AGI – Chi, e sono tanti, sta massacrando la memoria di Niccolò Ghedini sui social tacciandolo, tra le altre cose, di essersi messo di traverso alla giustizia, non può sapere che tra lui e il principale accusatore di Silvio Berlusconi, il pubblico ministero Fabio De Pasquale, c’era un rapporto di visibile simpatia.
Il rappresentante della pubblica accusa nel processo Mediaset, l’unico concluso con una condanna definitiva al Cavaliere, ha reagito con profondo dispiacere alla notizia della sua scomparsa. “Tra noi ci sono sempre stati lealtà e rispetto reciproci” , le poche parole che il magistrato ha affidato all’AGI in queste ore.

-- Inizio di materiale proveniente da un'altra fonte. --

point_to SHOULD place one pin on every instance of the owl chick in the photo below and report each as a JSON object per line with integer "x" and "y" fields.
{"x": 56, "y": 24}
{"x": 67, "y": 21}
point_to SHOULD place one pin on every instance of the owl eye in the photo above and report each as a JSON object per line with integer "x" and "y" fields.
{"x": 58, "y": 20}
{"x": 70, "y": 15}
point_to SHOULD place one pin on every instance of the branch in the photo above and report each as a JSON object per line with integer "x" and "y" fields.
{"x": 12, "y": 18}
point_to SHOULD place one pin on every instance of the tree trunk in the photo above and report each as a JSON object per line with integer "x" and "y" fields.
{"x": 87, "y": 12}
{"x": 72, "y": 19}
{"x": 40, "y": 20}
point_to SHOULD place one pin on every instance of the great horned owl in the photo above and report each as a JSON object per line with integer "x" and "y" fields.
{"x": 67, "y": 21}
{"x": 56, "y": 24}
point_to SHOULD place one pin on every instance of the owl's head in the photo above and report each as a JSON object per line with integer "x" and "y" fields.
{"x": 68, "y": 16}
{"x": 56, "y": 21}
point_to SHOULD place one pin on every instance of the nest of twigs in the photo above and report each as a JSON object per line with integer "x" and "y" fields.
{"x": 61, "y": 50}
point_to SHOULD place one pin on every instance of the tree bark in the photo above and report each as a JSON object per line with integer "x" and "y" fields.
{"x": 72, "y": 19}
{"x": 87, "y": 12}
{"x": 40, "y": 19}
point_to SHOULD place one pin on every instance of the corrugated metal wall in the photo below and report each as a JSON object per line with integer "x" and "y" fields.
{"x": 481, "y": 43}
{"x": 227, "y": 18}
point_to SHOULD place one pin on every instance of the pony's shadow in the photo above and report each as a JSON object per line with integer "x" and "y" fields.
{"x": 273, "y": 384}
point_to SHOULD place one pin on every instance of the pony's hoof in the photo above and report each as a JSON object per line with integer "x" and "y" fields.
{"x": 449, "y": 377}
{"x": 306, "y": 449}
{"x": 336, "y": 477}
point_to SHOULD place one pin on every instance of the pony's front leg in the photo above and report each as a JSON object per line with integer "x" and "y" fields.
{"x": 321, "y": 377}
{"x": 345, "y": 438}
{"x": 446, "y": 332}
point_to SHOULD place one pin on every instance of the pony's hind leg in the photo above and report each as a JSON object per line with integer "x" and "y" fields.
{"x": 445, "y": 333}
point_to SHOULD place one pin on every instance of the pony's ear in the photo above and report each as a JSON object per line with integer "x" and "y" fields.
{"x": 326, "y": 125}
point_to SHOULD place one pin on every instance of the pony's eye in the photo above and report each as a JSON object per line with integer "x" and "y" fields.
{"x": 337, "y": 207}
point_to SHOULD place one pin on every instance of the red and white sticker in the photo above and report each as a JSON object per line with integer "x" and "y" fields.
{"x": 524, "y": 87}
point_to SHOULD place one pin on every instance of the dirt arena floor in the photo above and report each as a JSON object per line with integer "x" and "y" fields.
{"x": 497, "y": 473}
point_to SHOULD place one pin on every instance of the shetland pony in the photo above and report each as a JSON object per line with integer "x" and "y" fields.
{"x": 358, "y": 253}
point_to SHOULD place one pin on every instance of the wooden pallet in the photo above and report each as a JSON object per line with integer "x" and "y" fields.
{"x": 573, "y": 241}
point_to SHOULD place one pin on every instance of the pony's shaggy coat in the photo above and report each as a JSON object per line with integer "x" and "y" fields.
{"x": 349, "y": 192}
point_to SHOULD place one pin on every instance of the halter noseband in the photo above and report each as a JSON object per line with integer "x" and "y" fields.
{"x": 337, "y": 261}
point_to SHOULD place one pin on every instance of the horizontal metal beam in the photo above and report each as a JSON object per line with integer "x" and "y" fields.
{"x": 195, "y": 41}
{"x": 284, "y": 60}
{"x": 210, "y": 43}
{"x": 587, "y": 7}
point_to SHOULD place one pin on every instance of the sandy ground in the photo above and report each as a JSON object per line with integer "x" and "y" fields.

Ma che tra i due ci fosse feeling era possibile constatarlo nelle pause delle udienze dei processi a carico dell’ex premier che per anni hanno occupato le aule del Palazzo di Giustizia di Milano. Un’epoca di tensioni profonde tra accusa e difesa perché quelle erano storie giudiziarie ma anche politiche con un imputato che guidava il Paese e si sentiva perseguitato dalla giustizia.
Ricusazioni dei giudici, richieste di legittimi impedimenti, rinvii per motivi di salute o di campagna elettorale, istanze per far trasferire i processi lontano da Milano a ovunque. Su questi temi tra Ghedini in duo con l’altro legale storico, Piero Longo, e De Pasquale, erano diatribe incessanti col pm che le accoglieva come un tentativo di difendersi dal processo e non nel processo. Innumerevoli i battibecchi nei processi Mediaset, Mediatrade, Mills stemperati da battute negli intervalli, tra una camera di consiglio e l’attesa dei giudici.
Alcuni cronisti ricordano quando una volta l’avvocato, dopo avere alzato i toni della sfida in aula, subito dopo disse sottovoce a De Pasquale, con un sorriso: “Mi tocca”, ricevendone in cambio uno sguardo di complicità.